Poucos são os exemplos de atletas que colocaram a razão de lado para atender aos apelos da paixão. Mas, não por coincidência, também são poucos os que conquistaram o respeito, a admiriração e a simpatia dos colegas e torcedores - inclusive dos rivais. Em duas décadas no alviverde, Marcos alcançou tudo isso e muito mais.
Bem documentado e criterioso, mas com texto leve e descontraído, acompanhado por uma centena de fotografias - incluindo raras imagens da época em que o craque ainda tinha cabelo! -, São Marcos de Palestra Itália dá uma nova dimensão a figura do ídolo.

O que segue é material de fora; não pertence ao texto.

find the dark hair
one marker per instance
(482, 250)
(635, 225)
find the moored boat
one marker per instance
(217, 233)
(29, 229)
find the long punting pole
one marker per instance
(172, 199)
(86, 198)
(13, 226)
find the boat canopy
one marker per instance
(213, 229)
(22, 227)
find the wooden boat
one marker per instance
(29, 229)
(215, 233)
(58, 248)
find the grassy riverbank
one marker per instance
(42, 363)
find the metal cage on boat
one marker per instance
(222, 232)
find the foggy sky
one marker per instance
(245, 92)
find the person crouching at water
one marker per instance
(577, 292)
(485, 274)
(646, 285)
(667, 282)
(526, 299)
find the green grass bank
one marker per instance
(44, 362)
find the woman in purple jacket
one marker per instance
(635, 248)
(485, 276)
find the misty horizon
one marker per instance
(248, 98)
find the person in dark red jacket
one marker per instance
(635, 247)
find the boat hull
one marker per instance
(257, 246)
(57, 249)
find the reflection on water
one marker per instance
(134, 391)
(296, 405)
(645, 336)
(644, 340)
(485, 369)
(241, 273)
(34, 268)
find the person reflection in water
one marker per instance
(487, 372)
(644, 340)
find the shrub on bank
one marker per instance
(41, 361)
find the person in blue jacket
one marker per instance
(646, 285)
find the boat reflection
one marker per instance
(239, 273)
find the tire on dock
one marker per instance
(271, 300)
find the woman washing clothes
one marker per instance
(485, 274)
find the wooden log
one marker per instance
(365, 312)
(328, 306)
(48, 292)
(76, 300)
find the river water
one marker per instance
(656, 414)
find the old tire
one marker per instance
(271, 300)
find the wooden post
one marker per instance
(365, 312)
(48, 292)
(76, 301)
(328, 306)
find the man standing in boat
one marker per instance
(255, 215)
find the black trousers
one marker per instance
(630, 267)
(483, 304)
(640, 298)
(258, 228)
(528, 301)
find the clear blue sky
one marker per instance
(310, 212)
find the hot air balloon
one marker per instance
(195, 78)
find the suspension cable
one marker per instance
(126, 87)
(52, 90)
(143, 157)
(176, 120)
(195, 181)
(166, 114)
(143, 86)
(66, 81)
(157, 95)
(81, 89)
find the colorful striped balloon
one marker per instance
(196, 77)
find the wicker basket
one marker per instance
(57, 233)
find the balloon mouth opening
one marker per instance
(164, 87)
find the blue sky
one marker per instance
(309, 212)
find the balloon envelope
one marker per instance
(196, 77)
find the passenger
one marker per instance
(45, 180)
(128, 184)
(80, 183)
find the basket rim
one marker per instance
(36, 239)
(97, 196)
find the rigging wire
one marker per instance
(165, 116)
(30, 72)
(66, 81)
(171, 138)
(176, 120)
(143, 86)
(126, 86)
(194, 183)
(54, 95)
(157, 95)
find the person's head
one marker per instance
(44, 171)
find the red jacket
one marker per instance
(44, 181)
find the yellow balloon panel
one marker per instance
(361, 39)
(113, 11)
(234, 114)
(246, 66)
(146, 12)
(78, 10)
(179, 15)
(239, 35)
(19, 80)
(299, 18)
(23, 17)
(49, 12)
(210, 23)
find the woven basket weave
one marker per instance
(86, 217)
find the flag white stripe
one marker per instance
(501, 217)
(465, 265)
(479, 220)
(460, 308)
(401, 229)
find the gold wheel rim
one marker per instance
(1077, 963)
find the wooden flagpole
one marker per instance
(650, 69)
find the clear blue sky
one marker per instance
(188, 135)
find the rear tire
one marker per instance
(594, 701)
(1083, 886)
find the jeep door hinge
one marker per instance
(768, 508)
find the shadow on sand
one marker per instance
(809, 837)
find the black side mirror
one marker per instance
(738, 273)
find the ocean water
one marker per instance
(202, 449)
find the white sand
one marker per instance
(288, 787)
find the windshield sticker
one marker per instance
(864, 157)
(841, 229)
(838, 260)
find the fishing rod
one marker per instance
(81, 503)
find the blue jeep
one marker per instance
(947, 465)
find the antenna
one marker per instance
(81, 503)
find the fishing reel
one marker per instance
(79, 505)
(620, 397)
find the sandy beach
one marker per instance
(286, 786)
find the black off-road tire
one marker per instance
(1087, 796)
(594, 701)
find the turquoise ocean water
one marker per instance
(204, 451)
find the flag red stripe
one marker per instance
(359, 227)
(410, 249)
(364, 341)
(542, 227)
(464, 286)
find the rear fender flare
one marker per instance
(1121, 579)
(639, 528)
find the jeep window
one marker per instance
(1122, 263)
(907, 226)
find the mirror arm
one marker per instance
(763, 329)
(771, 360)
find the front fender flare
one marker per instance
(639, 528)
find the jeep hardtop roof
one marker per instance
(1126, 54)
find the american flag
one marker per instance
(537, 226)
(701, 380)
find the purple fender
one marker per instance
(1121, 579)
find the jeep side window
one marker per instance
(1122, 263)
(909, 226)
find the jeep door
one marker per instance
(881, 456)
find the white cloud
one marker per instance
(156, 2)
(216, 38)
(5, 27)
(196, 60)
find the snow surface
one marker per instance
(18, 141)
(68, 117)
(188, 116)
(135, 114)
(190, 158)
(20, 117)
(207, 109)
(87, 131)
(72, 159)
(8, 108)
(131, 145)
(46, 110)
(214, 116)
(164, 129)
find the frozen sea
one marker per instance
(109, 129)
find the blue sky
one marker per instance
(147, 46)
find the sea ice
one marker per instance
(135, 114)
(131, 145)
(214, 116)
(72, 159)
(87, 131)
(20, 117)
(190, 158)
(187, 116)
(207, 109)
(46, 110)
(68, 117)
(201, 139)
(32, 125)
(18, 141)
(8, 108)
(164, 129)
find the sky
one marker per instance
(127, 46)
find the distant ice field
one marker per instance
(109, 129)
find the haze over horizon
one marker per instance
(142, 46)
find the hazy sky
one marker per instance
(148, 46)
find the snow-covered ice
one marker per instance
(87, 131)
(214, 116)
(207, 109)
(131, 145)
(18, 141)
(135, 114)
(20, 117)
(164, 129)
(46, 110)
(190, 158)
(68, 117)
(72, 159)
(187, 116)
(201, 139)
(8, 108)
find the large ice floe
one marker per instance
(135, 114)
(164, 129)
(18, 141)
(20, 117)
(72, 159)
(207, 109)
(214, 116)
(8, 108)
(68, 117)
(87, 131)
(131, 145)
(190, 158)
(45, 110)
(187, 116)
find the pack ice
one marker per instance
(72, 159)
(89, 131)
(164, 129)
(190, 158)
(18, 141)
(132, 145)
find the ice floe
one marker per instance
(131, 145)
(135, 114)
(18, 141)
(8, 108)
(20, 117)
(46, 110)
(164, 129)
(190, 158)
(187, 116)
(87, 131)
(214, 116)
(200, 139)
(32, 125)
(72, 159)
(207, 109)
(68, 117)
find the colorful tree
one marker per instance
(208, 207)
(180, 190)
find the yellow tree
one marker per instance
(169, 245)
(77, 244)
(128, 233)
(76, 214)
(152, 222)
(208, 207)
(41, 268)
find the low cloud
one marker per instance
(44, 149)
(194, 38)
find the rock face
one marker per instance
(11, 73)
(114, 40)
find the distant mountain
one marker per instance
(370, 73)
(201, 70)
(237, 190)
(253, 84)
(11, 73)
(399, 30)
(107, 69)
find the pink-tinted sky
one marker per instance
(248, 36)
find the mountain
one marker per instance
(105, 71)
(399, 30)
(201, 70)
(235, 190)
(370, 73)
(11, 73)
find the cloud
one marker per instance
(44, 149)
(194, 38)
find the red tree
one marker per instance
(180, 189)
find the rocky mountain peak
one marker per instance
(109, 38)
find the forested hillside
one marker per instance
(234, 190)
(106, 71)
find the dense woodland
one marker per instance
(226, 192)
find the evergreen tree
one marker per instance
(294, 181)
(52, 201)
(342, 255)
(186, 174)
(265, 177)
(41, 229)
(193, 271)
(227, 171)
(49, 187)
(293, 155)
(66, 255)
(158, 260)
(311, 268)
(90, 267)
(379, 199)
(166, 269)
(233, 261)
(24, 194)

Marcos solidificou-se como um personagem ímpar no futebol nacional: sua sinceridade, sua competência e sua lealdade lhe renderam a devoção incondicional da massa palmeirense e, caso raro, a admiração das torcidas rivais. Em uma era de atletas cada vez concebidos e alimentados pelo marketing, o pentacampeão manteve a mesma autenticidade daquele jovem caipira que, em 1992, desembarcou em São Paulo para tentar a sorte no Palestra Itália. Como pano de fundo dessa carreira peculiar, descortinava- se a própria trajetória recente do Palmeiras.